The three teens ended up at Haskell’s Beach, near the Bacara Resort & Spa and more than 90 miles from the Santa Clarita Valley, where they took their two shovels, big plastic bags, masks, Home Depot buckets and gloves and went to work scooping up 70 gallons of oil off of the beach over the course of two days, Bowers said.

The teens also found a dead, young sea lion covered in oil, floating in the waves.

“Kayla and Skyler pulled the sea lion out of water. It was about 2-and-a-half feet long,” Bowers said. “Kayla reported the sea lion to the (U.S. Coast Guard). They said they would come within the hour, but never came. When we came back the next day to clean up more oil, the sea lion was still there.”

Santa Clarita Valley High School Students Join Oil Spill CleanupBut the teens reported being approached by U.S. Health Department officials.

“The were telling us about the harmful effects that oil can have on us, telling us we can get eye irritation and skin irritation,” Bowers said. “We had oil all over us  — on our clothes and skin — but we took that risk to save the ocean and marine life.”

The teens said health officials approached them several times but did not approach the families who were swimming in the water, Bowers said.

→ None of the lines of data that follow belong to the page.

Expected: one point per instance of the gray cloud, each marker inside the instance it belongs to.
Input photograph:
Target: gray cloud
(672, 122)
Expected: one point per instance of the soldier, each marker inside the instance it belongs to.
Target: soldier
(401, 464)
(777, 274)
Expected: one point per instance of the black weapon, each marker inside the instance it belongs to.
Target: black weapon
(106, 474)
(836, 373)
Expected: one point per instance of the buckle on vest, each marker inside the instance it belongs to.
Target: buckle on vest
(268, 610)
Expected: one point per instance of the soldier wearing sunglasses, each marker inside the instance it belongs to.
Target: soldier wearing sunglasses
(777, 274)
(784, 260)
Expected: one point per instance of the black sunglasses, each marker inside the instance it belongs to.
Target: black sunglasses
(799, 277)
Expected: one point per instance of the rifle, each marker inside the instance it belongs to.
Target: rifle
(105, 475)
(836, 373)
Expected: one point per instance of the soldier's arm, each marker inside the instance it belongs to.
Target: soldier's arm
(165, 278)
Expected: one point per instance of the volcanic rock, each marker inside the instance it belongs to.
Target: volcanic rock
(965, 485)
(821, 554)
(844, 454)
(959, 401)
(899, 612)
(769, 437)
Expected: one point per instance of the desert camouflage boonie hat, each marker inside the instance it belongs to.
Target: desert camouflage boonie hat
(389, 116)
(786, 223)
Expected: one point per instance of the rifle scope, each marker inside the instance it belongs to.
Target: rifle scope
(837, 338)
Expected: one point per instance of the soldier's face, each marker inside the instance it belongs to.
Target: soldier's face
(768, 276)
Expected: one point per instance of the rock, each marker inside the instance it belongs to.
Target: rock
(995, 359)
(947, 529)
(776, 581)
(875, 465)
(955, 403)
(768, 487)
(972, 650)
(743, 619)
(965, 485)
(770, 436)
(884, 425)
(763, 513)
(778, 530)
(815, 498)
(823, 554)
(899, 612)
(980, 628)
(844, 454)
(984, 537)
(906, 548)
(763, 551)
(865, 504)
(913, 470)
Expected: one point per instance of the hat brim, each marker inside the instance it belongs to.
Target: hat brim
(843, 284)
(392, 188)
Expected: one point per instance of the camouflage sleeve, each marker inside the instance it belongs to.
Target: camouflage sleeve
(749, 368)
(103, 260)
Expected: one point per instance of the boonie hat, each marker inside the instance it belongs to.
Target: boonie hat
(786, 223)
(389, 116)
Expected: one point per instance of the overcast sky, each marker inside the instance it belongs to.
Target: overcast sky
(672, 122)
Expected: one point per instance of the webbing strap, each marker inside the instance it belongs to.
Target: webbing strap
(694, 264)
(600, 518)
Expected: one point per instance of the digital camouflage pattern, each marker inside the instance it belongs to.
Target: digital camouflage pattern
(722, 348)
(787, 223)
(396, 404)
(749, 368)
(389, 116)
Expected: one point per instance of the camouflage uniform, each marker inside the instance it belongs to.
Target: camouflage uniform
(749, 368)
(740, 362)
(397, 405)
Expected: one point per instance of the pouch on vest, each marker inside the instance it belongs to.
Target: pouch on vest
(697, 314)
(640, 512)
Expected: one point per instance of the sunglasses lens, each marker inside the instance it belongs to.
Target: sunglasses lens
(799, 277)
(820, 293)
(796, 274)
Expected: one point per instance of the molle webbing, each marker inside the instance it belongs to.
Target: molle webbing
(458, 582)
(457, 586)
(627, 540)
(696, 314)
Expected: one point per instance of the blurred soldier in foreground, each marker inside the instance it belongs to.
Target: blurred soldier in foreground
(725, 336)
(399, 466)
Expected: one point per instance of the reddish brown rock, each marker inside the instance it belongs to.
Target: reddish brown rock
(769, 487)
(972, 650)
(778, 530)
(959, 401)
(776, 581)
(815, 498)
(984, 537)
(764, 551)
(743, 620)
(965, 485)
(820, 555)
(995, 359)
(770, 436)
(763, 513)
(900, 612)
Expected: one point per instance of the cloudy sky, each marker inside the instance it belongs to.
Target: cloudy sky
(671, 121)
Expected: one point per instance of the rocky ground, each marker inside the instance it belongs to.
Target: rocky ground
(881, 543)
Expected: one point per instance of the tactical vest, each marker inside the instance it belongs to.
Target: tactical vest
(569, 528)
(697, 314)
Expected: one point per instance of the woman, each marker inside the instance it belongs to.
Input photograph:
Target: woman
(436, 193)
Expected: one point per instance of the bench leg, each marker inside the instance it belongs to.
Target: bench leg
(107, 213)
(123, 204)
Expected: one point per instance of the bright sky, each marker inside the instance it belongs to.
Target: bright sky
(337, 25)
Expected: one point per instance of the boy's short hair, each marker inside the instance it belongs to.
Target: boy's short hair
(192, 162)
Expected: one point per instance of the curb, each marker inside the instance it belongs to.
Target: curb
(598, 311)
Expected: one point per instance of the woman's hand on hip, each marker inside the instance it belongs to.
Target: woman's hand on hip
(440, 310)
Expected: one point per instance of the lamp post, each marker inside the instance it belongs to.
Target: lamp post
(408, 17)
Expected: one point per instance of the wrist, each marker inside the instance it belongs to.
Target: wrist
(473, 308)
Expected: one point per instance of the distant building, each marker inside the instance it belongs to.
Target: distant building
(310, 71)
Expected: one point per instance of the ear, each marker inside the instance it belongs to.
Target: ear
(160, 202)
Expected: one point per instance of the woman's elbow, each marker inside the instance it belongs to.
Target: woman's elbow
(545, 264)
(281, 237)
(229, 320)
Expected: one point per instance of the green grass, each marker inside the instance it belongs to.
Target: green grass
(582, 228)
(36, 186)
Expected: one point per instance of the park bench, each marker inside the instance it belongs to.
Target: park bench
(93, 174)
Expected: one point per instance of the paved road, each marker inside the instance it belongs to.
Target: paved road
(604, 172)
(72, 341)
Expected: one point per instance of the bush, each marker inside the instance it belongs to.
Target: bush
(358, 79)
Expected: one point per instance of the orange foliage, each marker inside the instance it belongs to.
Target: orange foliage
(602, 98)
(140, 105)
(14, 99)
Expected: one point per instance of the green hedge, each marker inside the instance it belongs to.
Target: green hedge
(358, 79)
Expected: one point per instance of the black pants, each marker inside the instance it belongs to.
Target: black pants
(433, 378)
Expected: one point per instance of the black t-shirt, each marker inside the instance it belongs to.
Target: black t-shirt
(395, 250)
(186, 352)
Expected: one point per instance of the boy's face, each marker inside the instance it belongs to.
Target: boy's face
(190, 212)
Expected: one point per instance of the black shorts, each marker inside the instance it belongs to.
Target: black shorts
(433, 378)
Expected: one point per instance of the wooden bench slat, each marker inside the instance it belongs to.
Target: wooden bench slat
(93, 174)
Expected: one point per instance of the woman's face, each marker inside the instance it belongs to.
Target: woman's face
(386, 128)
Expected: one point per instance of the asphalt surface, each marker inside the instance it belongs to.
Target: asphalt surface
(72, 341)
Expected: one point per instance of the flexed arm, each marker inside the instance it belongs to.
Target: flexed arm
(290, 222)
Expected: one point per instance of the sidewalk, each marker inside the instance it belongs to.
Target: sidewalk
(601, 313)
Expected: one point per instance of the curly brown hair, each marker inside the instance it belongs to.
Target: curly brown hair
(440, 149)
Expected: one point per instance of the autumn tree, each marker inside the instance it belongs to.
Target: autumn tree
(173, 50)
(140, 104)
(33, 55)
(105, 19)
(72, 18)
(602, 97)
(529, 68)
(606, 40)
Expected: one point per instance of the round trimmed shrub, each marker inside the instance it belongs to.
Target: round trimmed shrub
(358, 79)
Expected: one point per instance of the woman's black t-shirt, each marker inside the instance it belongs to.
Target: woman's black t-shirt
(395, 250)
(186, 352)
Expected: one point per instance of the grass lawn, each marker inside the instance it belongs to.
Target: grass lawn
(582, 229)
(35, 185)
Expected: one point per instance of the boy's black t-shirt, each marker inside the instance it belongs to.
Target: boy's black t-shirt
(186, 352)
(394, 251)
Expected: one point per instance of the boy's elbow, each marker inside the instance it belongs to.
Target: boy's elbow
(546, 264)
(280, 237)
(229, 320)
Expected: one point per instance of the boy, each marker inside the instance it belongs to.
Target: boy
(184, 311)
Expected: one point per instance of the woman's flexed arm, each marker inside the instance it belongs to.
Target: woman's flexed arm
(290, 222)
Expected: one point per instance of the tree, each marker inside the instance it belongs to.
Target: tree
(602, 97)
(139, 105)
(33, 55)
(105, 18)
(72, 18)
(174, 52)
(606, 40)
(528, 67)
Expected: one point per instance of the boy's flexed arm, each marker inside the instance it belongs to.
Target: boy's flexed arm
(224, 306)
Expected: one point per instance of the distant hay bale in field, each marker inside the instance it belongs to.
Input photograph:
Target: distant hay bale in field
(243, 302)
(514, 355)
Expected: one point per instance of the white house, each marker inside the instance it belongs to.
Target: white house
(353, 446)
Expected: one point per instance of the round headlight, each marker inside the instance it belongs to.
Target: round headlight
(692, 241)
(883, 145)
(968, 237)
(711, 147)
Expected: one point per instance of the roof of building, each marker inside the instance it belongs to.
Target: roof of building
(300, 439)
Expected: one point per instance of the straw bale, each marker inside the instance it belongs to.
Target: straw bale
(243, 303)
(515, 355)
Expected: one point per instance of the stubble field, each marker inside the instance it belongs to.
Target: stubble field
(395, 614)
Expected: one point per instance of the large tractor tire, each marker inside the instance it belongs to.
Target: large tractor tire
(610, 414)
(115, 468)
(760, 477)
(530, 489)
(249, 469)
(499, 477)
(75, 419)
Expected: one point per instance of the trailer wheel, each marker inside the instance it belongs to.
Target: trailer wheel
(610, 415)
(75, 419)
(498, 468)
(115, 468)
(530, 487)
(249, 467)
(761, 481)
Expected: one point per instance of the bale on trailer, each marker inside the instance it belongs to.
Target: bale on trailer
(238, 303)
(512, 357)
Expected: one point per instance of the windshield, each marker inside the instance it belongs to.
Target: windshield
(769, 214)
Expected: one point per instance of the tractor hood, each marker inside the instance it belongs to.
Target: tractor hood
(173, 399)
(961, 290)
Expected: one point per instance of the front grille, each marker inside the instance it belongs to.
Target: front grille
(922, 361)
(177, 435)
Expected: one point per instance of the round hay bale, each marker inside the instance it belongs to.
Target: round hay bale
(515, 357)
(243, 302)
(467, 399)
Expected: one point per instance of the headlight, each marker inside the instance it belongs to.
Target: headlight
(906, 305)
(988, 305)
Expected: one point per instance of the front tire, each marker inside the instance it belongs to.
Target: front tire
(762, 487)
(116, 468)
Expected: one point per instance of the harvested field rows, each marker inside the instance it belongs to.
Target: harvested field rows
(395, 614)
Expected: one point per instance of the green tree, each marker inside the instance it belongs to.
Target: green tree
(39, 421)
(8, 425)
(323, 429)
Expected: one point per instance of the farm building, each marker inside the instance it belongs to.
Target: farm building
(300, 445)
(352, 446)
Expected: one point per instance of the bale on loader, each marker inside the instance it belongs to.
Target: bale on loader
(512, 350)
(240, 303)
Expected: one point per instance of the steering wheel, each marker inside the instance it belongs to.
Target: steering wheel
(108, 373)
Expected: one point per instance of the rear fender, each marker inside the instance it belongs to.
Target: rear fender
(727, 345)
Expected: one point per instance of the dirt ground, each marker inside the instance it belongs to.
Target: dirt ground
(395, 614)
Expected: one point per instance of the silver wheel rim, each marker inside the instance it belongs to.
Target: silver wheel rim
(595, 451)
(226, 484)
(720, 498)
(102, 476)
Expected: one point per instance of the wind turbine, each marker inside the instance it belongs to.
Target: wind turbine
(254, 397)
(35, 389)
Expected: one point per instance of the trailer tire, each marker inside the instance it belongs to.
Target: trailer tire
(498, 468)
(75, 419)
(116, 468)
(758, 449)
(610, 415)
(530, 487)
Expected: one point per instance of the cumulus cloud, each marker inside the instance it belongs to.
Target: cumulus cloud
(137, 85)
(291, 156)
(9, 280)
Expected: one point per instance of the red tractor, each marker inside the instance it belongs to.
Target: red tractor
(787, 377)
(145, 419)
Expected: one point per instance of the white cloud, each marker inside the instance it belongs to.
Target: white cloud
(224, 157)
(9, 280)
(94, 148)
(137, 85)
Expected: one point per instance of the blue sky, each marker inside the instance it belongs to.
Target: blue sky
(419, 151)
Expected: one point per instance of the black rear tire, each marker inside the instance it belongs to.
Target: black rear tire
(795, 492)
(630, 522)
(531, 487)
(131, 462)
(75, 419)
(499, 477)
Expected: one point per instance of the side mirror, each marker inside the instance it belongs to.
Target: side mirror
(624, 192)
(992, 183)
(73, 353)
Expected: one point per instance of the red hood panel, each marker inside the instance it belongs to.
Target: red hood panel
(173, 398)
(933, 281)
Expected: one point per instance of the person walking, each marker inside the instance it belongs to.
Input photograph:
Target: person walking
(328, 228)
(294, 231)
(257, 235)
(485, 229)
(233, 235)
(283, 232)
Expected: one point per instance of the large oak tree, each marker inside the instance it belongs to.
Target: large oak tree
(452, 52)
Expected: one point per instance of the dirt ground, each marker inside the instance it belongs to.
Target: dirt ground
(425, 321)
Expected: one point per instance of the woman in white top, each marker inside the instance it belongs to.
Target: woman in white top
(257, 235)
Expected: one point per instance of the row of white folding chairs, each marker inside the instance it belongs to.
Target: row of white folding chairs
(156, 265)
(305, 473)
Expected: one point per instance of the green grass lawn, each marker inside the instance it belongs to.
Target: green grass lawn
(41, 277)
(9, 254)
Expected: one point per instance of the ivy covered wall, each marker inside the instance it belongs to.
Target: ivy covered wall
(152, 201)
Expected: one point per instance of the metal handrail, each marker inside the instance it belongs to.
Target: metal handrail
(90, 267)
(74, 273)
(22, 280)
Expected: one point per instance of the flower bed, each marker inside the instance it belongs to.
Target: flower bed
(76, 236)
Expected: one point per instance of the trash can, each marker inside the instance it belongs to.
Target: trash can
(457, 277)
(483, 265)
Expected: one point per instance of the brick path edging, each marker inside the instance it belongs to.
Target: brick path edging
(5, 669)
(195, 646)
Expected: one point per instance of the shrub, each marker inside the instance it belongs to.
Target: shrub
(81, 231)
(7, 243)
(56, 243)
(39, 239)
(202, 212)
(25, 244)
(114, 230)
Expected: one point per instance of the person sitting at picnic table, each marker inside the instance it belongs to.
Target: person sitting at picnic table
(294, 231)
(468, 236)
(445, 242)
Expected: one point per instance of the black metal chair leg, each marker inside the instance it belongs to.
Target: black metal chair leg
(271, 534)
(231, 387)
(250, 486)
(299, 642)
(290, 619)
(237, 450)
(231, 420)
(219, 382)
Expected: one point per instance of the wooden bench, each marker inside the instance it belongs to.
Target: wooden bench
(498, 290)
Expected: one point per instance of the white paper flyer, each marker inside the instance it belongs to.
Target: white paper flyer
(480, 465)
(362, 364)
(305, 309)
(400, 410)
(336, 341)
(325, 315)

“We think they approached us because they were looking bad because there wasn’t a professional clean up crew, there were three teenagers from three hours away,” she said. “But because we brought attention to that section of the beach, after a couple hours, a cleanup crew came to the beach.”

Bowers added that the cleanup crews inspected every bag of oil the teens had collected and rebagged it all.

During the weekend, the teens also participated in a protest with several environmental protection groups.

“There was an inflatable pipeline that read ‘Clean Energy for Kids,’ chanting and marching up to Coast Guard representatives,” Yonkers said. “They were also protesting use of chemical dispersants. All that marching did pay off because the city agreed to not use chemical dispersants to clean up the oil.”

The students came back to Canyon High School with a newfound knowledge which they shared with their classmates.

When more than 100,000 gallons of crude oil slopped into the ocean, three Santa Clarita Valley high school students stepped up, took matters into their own hands and worked to help emergency officials clean the Santa Barbara beaches.

“Half of the people (we spoke to) didn’t even know there was an oil spill,” Grossman said. “They didn’t even know it was happening.”

Their science teacher, Yong, who has been sharing articles with his class about the oil spill, said he was proud of the students.

“I was very impressed and proud that they were investing their time in this. I always tell my students to think globally but act locally,” Yong said. “They’re implementing what they learned in class, out in the field. They set a great example for other students, too. If everybody were to pitch in, what a beautiful world we would have.”

The cleanup could last months, officials said, in an interview with CNN. For now, currents, tides and winds make the oil plume “a moving target” as it drifts offshore, said U.S. Coast Guard Capt. Jennifer Williams. Currently, there is a state-issued emergency in Santa Barbara County and the two state beaches in the area are closed until June 4.

“We learned that the most important thing is awareness,” Yonkers said. “We’re responsible for the damaging effects of the oil.”